1:10 Now I appeal to you, brothers and sisters, by the name of our Lord Jesus Christ, that all of you be in agreement and that there be no divisions among you, but that you be united in the same mind and the same purpose.
This appeal from St. Paul brings me both a comfort and anguish to know that the early christian communities suffered the same social challenges that we do today. The comfort comes from that we are not unique in our struggles in achieving community amidst diversity. Anguish because two millennium after Paul wrote this letter, the church and culture is more factious and divided than ever.
What is the difference between a church that is united in the Eucharistic mystery and one that is united by personality cult, political perspective, style of worship, social, ethnic, or age demographic? What is the difference between a church united in the cosmic and inclusive embrace of God’s love in Christ and a church that creates and protects a dominant culture? What is the difference between any culture, community, or club, that personifies unconditional love and acceptance and one that perpetuates a profile for “preferred customers and members?”
This letter from Paul to the Corinthians deal with all kinds of divisions and factions that existed in their community – factions defined by personality, theology, spiritual gifts, and social demographics – divisions defined by personal preferences and comfort – exclusion created by looking at others as less important to the life of their community than themselves and their like – cliques created by the chronic tendency for any and all religious and spiritual endeavors to devolve into self-perpetuating institutions whose ways and culture have insulated and isolated them from the very times and people God loves and with whom God becomes ONE..
It is not to missed, I think, that as Paul was writing this letter to the community in Corinth, as he exposed all that he found unacceptable and not what he imagined when he first planted the message of Jesus Christ — he needed to provide some kind of remedy or strategy or directions as to how they would move from being a community divided in so many ways, to becoming a community empowered and demonstrating the way of Jesus. The solution he arrives to is– love. It is in this letter to a church so compromised by its factions, that Paul writes one of the most beloved pieces of literature ever written – Paul’s prescription for the diseases crippling the witness of the church in Corinth – was an immeasurable dose of love, followed by doses of faith and hope.
My professor for New Testament theology in seminary, Dr. William Hertzog, in his class entited, “The Epistles of Paul,” hone day asked us students, ‘What did Paul replace the law and commandments in his strategy to develop christian communities?” After mutual attempts from the class to come up with profound and correct answers, he finally gave us his answer. He said it was the law of community. And indeed, throughout all the letters we have preserved from Paul to the first churches, more than anything else he is addressing the way they treat one another and how the witness they demonstrate to the cities in which they existed.
Paul’s instruction to the church in Corinth in order to mend what had been divided, in order to heal what had been infected, in order to reclaim what had been lost – his instructions were Pursue Love (14:1). Do not pursue rightness, do not pursue personalities, theologies, methodologies, commonalities, music tastes, liturgy, prophesy, self-interests, personal preferences, cultural dominance, doctrinal agreement – – because as he writes to the community in Corinth so long ago, all these things – seemingly so important and essential to the health and well being and preservation of the community – all those things will come and they will go – this decade’s great spiritual revival and methods will give way to the next movement that sweeps the community. But according to Paul, in this letter he writes to the a church crippled by conflict – let all that defines your little piece of the puzzle – your segment of the politic – your preferred style and comfortablity – let all that separates you from those with whom you were called into community – and give it all up for three things:
1) A powerful faith that embraces the knowledge that all that is — is passing away and give yourselves to that which is still to come.

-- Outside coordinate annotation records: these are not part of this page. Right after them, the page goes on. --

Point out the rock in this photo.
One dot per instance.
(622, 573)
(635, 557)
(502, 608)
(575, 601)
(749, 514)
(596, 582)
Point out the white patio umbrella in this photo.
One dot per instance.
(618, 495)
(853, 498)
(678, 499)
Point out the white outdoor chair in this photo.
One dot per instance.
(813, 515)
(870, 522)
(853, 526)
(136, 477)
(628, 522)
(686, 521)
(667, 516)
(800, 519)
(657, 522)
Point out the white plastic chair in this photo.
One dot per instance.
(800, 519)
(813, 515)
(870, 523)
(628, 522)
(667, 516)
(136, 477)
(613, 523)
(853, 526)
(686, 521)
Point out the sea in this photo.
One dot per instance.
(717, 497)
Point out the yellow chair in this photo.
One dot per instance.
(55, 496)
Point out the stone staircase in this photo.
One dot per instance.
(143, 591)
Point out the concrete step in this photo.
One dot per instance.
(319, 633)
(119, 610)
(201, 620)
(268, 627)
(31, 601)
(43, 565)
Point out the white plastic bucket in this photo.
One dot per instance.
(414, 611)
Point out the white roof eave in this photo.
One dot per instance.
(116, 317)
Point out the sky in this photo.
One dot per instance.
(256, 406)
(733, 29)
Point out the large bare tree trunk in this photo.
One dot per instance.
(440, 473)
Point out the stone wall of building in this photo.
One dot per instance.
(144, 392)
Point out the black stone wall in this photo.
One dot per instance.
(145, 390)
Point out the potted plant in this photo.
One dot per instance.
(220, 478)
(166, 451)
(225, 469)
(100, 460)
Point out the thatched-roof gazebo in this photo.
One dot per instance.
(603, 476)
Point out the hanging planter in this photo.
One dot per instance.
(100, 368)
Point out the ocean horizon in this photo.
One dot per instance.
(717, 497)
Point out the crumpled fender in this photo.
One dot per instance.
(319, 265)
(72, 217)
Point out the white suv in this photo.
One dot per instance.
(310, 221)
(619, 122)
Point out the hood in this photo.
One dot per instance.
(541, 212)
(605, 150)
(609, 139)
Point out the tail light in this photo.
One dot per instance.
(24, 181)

2) An enduring hope that empowers you to persevere against all that obstructs and undermines the endeavor to create the Eucharistic community. And the last as well as the greatest of the only things that remain
3) – love – love – love and be patient – love and be kind – love and do not envy – love and do not boast – love and do not be proud – love and do not be rude – don’t be self-seeking – don’t be easily angered – don’t keep a record of the peculiarities and faults of others. Don’t revel in the misfortune of those who are different than you or who share the perspective of “the other side.”
Be a champion for the comprehensive and universal truth as opposed to personal perspective and ideology. Protect others – trust others believe in others hope in others – and never give up the dream of creating a community of faith, hope, and LOVE.
So I close with the question with which I opened: What is the difference between a church that is united in the Eucharistic mystery and one that is united by personality cult, political perspective, style of worship, social, ethnic, or age demographic? What is the difference between a church united in the cosmic and inclusive embrace of God’s love in Christ and a church that creates and protects a dominant culture? What is the difference between any culture, community, or club, that personifies the Eucharistic community of love and service and generosity and sacrifice?” The difference is love – and all it means to practice the laws of love in community.